Attention! Get ready for Election Month, not Election Night

By The SATimes News Service

Various media outlets including Washington Post have started warning and preparing America for a worrying scenario on November 3. On election night, President Trump will be ahead significantly in a majority of states, including in the swing states that will decide the outcome. Over the next few days, mail-in ballots will be counted, and the numbers could shift in Joe Biden’s favor. But will Trump accept that outcome? Will the United States?
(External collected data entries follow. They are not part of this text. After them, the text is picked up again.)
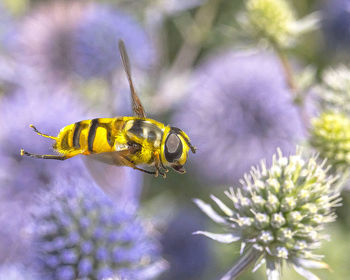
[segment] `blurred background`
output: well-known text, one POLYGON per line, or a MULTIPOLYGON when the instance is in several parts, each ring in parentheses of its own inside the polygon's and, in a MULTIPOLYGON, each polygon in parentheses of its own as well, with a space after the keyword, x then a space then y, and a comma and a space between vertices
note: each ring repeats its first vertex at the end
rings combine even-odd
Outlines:
MULTIPOLYGON (((350 63, 350 1, 286 2, 291 15, 276 21, 300 19, 300 34, 284 32, 282 23, 269 30, 273 20, 259 29, 240 0, 0 0, 0 279, 29 279, 23 271, 34 262, 38 227, 32 209, 61 185, 74 189, 80 177, 152 228, 165 265, 151 279, 219 279, 229 270, 238 245, 193 236, 216 227, 192 199, 223 197, 277 147, 288 154, 305 144, 324 72, 350 63), (187 173, 164 180, 82 156, 20 157, 21 148, 53 152, 31 123, 56 135, 79 120, 132 115, 119 39, 147 116, 183 129, 198 148, 187 173)), ((315 272, 321 279, 348 279, 346 188, 342 197, 327 228, 331 240, 318 252, 331 267, 315 272)), ((286 267, 283 279, 302 278, 286 267)))

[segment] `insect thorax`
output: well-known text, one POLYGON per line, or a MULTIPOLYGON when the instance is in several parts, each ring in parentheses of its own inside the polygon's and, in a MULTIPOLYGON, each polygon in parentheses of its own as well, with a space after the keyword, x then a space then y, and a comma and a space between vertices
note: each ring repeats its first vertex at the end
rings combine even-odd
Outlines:
POLYGON ((125 123, 125 132, 127 136, 139 144, 151 144, 154 148, 159 148, 162 137, 163 127, 161 123, 150 120, 134 119, 125 123))

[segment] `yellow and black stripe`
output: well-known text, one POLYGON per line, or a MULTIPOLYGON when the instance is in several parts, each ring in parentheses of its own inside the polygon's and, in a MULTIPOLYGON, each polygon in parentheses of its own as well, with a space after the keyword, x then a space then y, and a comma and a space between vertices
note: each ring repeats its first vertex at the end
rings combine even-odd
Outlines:
POLYGON ((113 150, 112 118, 96 118, 68 125, 61 129, 54 148, 61 154, 80 152, 103 153, 113 150))
POLYGON ((88 146, 88 151, 90 153, 94 152, 94 140, 95 140, 96 131, 97 131, 98 126, 99 126, 99 120, 93 119, 90 123, 89 133, 88 133, 88 138, 87 138, 87 146, 88 146))

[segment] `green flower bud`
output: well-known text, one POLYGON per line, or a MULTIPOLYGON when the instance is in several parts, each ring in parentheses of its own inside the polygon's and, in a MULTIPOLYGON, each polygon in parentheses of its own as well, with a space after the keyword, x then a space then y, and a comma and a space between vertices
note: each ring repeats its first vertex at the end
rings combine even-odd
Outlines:
POLYGON ((334 171, 350 167, 350 119, 342 113, 328 112, 313 119, 310 144, 334 171))
POLYGON ((248 0, 246 9, 250 26, 259 37, 278 45, 290 40, 294 13, 285 0, 248 0))

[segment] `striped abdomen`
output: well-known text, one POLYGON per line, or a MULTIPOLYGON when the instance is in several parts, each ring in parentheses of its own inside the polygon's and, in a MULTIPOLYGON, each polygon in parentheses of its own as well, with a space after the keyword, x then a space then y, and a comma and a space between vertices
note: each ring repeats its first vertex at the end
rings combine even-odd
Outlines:
POLYGON ((72 152, 111 152, 114 150, 115 137, 112 135, 112 126, 115 122, 118 122, 115 118, 98 118, 68 125, 61 129, 54 149, 65 155, 72 152))

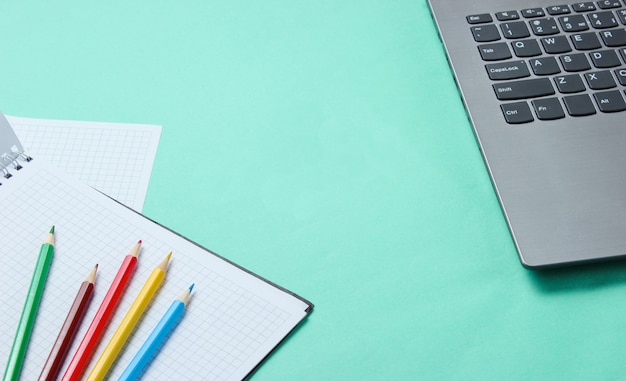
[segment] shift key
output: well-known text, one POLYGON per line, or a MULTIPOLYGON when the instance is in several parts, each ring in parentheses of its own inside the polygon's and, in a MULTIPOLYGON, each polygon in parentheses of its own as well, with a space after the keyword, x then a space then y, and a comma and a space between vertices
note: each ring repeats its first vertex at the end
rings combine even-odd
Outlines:
POLYGON ((493 89, 501 101, 528 99, 554 94, 554 87, 552 87, 552 83, 548 78, 502 82, 493 85, 493 89))

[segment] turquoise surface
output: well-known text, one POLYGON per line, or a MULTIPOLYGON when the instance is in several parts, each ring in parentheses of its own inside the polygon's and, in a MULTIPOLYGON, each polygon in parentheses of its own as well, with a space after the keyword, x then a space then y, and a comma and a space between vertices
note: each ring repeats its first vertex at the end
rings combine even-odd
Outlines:
POLYGON ((162 125, 145 214, 315 303, 253 380, 626 379, 626 265, 522 268, 425 1, 3 1, 0 53, 4 113, 162 125))

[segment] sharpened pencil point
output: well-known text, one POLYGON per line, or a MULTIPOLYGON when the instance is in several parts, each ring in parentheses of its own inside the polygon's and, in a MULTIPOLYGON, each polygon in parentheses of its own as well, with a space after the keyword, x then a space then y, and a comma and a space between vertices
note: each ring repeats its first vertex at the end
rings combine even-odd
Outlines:
POLYGON ((170 263, 170 258, 172 257, 172 252, 170 251, 169 254, 167 254, 167 257, 165 257, 161 263, 159 263, 159 265, 157 266, 157 268, 163 270, 163 271, 167 271, 167 266, 170 263))
POLYGON ((141 245, 143 243, 143 241, 139 240, 139 241, 137 241, 137 243, 141 245))
POLYGON ((193 290, 193 286, 195 286, 195 283, 189 286, 189 288, 186 289, 185 292, 180 294, 180 296, 177 298, 178 300, 183 302, 185 306, 187 305, 187 303, 189 303, 189 299, 191 298, 191 290, 193 290))
POLYGON ((133 246, 133 248, 130 250, 128 255, 132 255, 133 257, 138 257, 139 249, 141 249, 141 240, 137 241, 137 243, 135 244, 135 246, 133 246))
POLYGON ((46 238, 43 242, 54 246, 54 225, 52 225, 52 228, 50 228, 50 231, 46 234, 46 238))
POLYGON ((93 267, 93 269, 91 269, 91 271, 87 275, 87 278, 85 278, 85 281, 89 282, 89 283, 96 283, 96 272, 97 271, 98 271, 98 265, 95 265, 93 267))

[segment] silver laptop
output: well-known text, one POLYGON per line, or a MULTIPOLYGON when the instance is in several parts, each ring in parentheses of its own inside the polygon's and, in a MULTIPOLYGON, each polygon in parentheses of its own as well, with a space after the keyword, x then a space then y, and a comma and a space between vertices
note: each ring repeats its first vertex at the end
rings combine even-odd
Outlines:
POLYGON ((522 264, 626 256, 626 0, 428 0, 522 264))

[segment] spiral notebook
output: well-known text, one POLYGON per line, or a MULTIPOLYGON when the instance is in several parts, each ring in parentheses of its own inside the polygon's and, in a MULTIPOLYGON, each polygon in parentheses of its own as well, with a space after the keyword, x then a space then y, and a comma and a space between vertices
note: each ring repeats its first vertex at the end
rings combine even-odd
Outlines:
MULTIPOLYGON (((27 154, 0 114, 0 369, 4 369, 41 241, 55 226, 55 256, 28 348, 22 379, 36 379, 77 286, 97 263, 94 300, 82 337, 123 257, 143 241, 131 284, 100 342, 102 351, 149 273, 169 252, 163 286, 115 362, 117 379, 181 290, 195 283, 187 313, 146 380, 241 380, 249 377, 313 305, 107 197, 45 160, 27 154), (19 168, 19 169, 18 169, 19 168)), ((76 340, 70 353, 74 353, 76 340)), ((71 356, 68 356, 71 357, 71 356)), ((63 366, 63 371, 69 359, 63 366)))
POLYGON ((141 212, 161 126, 6 118, 28 152, 141 212))

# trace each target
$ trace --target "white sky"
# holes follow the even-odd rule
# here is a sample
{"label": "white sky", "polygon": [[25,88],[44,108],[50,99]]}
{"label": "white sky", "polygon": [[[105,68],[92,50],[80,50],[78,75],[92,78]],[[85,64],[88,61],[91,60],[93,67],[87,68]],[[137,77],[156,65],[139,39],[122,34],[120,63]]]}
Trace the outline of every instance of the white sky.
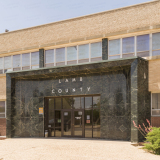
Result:
{"label": "white sky", "polygon": [[0,33],[116,9],[149,0],[0,0]]}

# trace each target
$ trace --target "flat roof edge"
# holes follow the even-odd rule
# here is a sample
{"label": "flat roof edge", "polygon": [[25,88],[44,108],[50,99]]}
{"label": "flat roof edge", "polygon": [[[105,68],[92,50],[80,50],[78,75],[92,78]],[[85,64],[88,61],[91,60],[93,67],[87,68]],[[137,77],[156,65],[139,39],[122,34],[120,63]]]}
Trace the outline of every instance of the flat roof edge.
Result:
{"label": "flat roof edge", "polygon": [[33,28],[43,27],[43,26],[52,25],[52,24],[56,24],[56,23],[61,23],[61,22],[65,22],[65,21],[70,21],[70,20],[76,20],[76,19],[80,19],[80,18],[83,18],[83,17],[94,16],[94,15],[98,15],[98,14],[102,14],[102,13],[106,13],[106,12],[112,12],[112,11],[116,11],[116,10],[121,10],[121,9],[130,8],[130,7],[145,5],[145,4],[149,4],[149,3],[154,3],[154,2],[158,2],[158,1],[160,1],[160,0],[152,0],[152,1],[148,1],[148,2],[143,2],[143,3],[134,4],[134,5],[129,5],[129,6],[120,7],[120,8],[116,8],[116,9],[111,9],[111,10],[107,10],[107,11],[97,12],[97,13],[88,14],[88,15],[84,15],[84,16],[79,16],[79,17],[64,19],[64,20],[60,20],[60,21],[56,21],[56,22],[46,23],[46,24],[42,24],[42,25],[37,25],[37,26],[22,28],[22,29],[18,29],[18,30],[14,30],[14,31],[9,31],[9,32],[0,33],[0,36],[3,35],[3,34],[9,34],[9,33],[18,32],[18,31],[23,31],[23,30],[27,30],[27,29],[33,29]]}

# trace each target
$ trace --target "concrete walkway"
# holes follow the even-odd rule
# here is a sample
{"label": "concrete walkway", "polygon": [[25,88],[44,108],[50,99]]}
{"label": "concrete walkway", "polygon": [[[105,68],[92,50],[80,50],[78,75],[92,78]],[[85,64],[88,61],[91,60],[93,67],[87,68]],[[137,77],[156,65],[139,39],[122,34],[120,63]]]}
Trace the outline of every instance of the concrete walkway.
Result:
{"label": "concrete walkway", "polygon": [[13,138],[0,140],[0,160],[160,160],[130,142]]}

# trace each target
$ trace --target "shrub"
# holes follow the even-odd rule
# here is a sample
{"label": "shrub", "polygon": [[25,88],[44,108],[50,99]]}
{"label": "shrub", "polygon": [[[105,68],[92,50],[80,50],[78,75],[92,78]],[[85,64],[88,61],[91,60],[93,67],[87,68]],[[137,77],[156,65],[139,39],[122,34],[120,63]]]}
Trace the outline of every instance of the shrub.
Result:
{"label": "shrub", "polygon": [[155,154],[160,155],[160,128],[152,127],[152,131],[147,133],[144,149],[153,151]]}

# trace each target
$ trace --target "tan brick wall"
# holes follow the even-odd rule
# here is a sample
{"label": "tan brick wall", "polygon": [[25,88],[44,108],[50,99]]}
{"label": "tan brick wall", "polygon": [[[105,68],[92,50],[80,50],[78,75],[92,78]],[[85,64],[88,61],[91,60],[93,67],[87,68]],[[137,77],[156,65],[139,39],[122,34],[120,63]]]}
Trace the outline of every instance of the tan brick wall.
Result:
{"label": "tan brick wall", "polygon": [[151,117],[151,124],[153,127],[160,127],[160,117]]}
{"label": "tan brick wall", "polygon": [[6,119],[0,118],[0,136],[6,136]]}
{"label": "tan brick wall", "polygon": [[0,52],[160,24],[160,1],[0,35]]}
{"label": "tan brick wall", "polygon": [[160,59],[149,61],[149,91],[160,92]]}
{"label": "tan brick wall", "polygon": [[0,76],[0,101],[6,100],[6,76]]}

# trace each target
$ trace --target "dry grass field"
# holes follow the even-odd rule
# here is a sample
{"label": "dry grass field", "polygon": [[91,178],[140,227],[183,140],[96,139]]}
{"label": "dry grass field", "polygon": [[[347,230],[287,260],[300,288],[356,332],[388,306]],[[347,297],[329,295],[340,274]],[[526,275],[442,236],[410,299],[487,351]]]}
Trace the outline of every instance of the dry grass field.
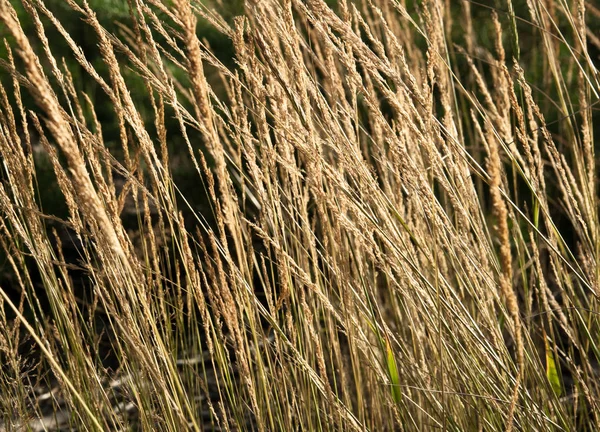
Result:
{"label": "dry grass field", "polygon": [[0,431],[600,430],[597,3],[101,3],[0,0]]}

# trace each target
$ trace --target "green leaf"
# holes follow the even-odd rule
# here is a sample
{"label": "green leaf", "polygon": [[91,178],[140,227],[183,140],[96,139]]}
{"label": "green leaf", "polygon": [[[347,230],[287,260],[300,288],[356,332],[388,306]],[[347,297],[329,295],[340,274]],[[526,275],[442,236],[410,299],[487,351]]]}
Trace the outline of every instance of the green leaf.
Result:
{"label": "green leaf", "polygon": [[389,339],[385,339],[385,350],[386,350],[386,363],[388,369],[388,375],[392,382],[392,397],[394,402],[400,403],[402,401],[402,391],[400,390],[400,375],[398,374],[398,365],[396,364],[396,358],[390,345]]}
{"label": "green leaf", "polygon": [[547,339],[544,339],[544,344],[546,345],[546,377],[548,377],[548,381],[550,382],[554,394],[560,396],[562,393],[562,385],[560,383],[558,371],[556,370],[554,351],[552,351]]}

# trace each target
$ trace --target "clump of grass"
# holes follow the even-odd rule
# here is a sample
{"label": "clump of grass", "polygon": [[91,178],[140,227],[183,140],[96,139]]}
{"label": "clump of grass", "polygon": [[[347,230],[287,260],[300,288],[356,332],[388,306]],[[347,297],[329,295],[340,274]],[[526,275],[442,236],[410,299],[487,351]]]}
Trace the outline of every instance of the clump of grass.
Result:
{"label": "clump of grass", "polygon": [[3,431],[600,428],[592,5],[66,3],[106,73],[0,0]]}

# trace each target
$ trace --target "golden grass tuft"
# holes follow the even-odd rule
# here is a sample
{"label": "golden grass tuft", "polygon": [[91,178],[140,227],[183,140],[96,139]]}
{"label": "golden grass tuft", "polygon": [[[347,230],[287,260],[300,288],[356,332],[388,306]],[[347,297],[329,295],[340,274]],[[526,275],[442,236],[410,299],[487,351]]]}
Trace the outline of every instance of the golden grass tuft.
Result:
{"label": "golden grass tuft", "polygon": [[0,431],[600,429],[590,2],[21,3]]}

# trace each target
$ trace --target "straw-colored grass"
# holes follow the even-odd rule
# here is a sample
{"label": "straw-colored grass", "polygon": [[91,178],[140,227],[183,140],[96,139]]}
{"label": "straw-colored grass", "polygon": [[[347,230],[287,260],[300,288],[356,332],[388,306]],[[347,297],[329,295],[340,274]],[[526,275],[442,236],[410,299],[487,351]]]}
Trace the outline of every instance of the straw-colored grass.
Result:
{"label": "straw-colored grass", "polygon": [[101,68],[0,0],[0,431],[600,429],[597,6],[65,3]]}

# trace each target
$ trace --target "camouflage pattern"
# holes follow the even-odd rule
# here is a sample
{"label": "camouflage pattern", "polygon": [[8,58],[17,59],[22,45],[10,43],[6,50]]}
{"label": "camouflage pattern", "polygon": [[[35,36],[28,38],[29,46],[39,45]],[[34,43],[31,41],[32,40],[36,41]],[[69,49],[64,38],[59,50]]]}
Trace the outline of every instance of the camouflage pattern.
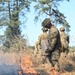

Several surveys have found that because of the still raging Covid pandemic, in-person and mail-in ballots will show a huge partisan divide. In one poll, 87 percent of Trump voters said they preferred to vote in person, compared with 47 percent of Biden voters. In another, by the Democratic-aligned data firm Hawkfish, 69 percent of Biden voters said they planned to vote by mail, while only 19 percent of Trump voters said the same. The firm modeled various scenarios and found that, based on recent polling, if just 15 percent of mail-in ballots are counted on election night, Trump would appear to have 408 electoral votes compared with Biden’s 130. But four days later, assuming 75 percent of the mail-in ballots are counted, the lead could flip to Biden, and after all ballots are counted, Biden would have 334 electoral votes to Trump’s 204. The methodology used was based in part on polling from FiveThirtyEight in August.

Significantly, during the 2018 midterms, Democrats expanded their new majority in Congress days and weeks after Election Day. In 2020 New York primary, Suraj Patel conceded to Carolyn Maloney weeks after poll day because of continued counting of mail-in ballots.

The liberal media outlets are suggesting  that to avoid chaos on Election Night, TV and print media and pundits have to refute a Trump victory claim as premature, and if the public understands the election results may take several days to congeal, the red mirage may fade pretty quickly. But a new survey from Axios shows a majority of voters still expect a relatively quick result. One in three Americans thinks we’ll know who won the presidential election on the night of Nov. 3, and six in 10 expect the winner to be announced within a couple of days.

The divide on getting the winner on Election night is wide and can get uglier. The 2016 Democratic nominee for President, Hillary Clinton has said this: “Joe Biden should not concede under any circumstances (on Nov 3 night), because this is going to drag out.”

White House press secretary Kayleigh McEnany said last Wednesday on Fox that the Trump administration wants to see a presidential winner projected on election night, arguing,  “that’s how the system is supposed to work. And that’s ultimately what we’re looking for and what we’re hoping for.”